$n\ge 2$ is an integer $$tr : \mathbb F_{2^n} \to \mathbb F_{2} \\ tr(x)=x+x^2+x^{2^2}+\cdots x^{2^{n-1}}$$ is the absolute trace map
For fixed constants $\alpha, \theta \in \mathbb F_{2^n} $ define the following map
$$\phi : \mathbb F_{2^n} \to\mathbb F_{2^n}\\ \phi(y)= y+\alpha tr(\theta y)$$
My aim is to show that $\phi(y)$ is a permutation i.e. set bijection if and only if $tr(\alpha \theta)=0$
1.) $tr(\alpha \theta)=0$ iff the map is a permutation of $\mathbb F_{2^n}$
2.) Also $\phi \circ \phi = Identity$ iff the map is a permutation of $\mathbb F_{2^n}$ (Right to left implication is trivial but having bad time about the other implication)
For 1.) I tried to manupule the equation putting the fixed values $\alpha, \theta \in \mathbb F_{2^n} $
and gained $$\phi(\alpha)=\alpha+\alpha tr(\alpha \theta)$$
also tried a lot of variables with additional inverses. The trick I think to think that trace function only has two results $0, 1$ but couldnot finish the proof.

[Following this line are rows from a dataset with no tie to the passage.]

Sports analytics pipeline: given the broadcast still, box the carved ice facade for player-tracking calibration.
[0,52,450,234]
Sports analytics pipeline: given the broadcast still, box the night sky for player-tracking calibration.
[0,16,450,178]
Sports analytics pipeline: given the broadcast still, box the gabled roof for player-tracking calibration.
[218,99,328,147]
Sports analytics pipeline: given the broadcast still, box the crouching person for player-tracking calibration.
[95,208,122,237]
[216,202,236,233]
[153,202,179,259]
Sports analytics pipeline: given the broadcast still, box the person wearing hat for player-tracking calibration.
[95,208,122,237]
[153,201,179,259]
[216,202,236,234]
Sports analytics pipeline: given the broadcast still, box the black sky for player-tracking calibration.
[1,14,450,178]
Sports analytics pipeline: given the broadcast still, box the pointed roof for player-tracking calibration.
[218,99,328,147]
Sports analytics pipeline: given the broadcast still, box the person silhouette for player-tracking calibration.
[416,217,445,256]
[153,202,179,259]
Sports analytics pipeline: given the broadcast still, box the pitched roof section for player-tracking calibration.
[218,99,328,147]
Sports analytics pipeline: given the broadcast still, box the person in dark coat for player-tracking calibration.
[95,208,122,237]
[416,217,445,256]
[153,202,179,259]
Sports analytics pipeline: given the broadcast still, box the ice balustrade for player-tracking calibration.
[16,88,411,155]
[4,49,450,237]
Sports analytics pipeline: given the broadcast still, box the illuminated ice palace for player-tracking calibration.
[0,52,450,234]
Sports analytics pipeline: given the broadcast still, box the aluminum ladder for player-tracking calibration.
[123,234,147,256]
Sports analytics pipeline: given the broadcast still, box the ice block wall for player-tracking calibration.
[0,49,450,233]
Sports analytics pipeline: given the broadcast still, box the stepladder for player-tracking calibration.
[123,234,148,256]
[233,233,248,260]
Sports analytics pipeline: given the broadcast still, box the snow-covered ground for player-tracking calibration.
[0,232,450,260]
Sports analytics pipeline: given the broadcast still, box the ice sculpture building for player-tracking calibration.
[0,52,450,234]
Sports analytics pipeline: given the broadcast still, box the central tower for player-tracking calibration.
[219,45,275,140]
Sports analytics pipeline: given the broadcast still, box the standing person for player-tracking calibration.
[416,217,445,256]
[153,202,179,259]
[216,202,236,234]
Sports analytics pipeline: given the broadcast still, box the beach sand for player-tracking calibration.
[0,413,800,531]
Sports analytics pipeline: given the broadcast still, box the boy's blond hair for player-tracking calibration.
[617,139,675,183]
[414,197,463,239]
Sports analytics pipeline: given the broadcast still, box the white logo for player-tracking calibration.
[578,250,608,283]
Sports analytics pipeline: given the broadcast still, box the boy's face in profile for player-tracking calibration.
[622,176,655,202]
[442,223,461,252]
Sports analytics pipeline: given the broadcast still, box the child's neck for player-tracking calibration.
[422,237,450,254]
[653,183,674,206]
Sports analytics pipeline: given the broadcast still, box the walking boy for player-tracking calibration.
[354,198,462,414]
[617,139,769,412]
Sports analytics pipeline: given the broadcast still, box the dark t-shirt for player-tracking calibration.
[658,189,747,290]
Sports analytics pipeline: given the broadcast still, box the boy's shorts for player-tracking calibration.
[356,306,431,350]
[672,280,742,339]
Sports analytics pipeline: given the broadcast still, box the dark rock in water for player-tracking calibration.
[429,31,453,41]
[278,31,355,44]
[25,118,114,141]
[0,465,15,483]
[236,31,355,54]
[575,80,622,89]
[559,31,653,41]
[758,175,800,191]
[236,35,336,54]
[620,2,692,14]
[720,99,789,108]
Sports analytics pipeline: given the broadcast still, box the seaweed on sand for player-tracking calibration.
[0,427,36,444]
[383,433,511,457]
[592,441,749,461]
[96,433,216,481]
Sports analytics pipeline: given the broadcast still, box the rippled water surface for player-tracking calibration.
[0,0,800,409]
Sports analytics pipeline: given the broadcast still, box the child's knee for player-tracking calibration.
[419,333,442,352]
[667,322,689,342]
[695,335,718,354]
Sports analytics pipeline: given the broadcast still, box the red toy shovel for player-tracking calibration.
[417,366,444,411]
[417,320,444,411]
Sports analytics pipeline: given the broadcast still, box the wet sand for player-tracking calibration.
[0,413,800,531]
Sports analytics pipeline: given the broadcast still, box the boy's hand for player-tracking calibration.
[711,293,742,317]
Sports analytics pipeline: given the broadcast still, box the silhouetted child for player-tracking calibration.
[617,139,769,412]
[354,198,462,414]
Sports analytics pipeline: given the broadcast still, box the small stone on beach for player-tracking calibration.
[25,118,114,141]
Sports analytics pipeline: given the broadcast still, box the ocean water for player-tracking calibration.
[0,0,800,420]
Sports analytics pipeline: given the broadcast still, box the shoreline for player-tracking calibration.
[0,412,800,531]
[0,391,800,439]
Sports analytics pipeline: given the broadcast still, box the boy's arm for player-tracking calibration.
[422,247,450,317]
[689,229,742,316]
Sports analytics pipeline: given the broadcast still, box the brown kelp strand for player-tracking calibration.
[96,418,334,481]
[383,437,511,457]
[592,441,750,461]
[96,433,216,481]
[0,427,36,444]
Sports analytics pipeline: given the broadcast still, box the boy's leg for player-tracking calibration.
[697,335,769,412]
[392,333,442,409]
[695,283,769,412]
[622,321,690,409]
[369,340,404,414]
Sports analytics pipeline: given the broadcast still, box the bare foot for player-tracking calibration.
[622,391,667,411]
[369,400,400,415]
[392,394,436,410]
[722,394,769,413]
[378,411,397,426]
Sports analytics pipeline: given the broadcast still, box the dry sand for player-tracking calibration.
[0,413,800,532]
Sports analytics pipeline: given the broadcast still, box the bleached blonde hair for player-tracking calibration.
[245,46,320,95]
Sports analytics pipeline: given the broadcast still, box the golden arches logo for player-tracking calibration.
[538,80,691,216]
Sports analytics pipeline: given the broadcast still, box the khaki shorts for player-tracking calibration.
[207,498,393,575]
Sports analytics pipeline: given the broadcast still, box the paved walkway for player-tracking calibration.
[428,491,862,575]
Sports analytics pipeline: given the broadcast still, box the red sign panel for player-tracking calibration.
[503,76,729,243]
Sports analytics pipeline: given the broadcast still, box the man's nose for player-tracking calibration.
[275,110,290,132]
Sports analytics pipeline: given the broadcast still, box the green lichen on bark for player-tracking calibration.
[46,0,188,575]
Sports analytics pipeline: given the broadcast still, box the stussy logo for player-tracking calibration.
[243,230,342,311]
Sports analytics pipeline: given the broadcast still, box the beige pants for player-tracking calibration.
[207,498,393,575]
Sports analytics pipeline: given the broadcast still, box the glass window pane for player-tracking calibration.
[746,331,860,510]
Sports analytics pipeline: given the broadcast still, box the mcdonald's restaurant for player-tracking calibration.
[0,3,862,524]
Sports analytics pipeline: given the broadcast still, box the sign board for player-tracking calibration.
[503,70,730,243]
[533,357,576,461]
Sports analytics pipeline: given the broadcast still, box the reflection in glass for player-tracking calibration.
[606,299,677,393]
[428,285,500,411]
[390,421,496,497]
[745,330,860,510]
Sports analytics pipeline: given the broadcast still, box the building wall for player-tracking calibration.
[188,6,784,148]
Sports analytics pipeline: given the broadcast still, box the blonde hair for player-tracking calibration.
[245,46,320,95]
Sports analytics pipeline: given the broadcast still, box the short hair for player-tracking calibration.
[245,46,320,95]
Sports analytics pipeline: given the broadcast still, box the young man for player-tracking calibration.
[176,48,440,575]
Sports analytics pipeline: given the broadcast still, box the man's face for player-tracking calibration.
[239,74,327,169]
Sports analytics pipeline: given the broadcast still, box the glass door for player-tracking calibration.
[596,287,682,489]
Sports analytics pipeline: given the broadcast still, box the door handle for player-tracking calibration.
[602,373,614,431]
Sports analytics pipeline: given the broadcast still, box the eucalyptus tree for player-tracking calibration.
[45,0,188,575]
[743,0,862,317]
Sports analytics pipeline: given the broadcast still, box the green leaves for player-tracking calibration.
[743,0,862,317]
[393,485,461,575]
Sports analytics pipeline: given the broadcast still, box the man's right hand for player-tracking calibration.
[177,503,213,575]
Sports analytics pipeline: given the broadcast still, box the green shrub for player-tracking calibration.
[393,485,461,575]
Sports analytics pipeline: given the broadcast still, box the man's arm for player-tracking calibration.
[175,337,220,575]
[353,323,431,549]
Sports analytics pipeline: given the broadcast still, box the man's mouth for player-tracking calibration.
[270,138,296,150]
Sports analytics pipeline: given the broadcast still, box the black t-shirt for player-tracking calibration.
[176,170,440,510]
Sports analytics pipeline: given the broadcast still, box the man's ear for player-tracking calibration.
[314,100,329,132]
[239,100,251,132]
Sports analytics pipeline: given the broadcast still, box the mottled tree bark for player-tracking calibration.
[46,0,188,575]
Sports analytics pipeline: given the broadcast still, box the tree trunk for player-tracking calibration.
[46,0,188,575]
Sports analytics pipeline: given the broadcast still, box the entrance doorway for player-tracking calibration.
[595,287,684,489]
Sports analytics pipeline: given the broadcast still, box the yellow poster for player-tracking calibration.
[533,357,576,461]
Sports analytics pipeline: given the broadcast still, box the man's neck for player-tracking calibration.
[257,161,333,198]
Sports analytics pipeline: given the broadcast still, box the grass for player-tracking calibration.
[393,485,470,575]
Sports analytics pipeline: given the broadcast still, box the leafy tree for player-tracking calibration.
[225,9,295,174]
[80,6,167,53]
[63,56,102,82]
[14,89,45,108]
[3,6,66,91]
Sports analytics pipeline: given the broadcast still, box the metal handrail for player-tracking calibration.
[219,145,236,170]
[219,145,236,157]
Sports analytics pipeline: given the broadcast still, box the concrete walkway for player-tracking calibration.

The same manipulations are also tried for 2.) but here for the inverse direction when writing for an arbitrary $x$ $$\phi \phi(x)=x+\alpha tr(x \theta)+\alpha tr(x \theta)+\alpha tr\left( \alpha tr(x \theta)\right)$$
since trace function only has two results $0, 1$ I think I can conclude the last line is equal only to x which shows the statement is true.
Any help, proof, hint would be highly appreciated.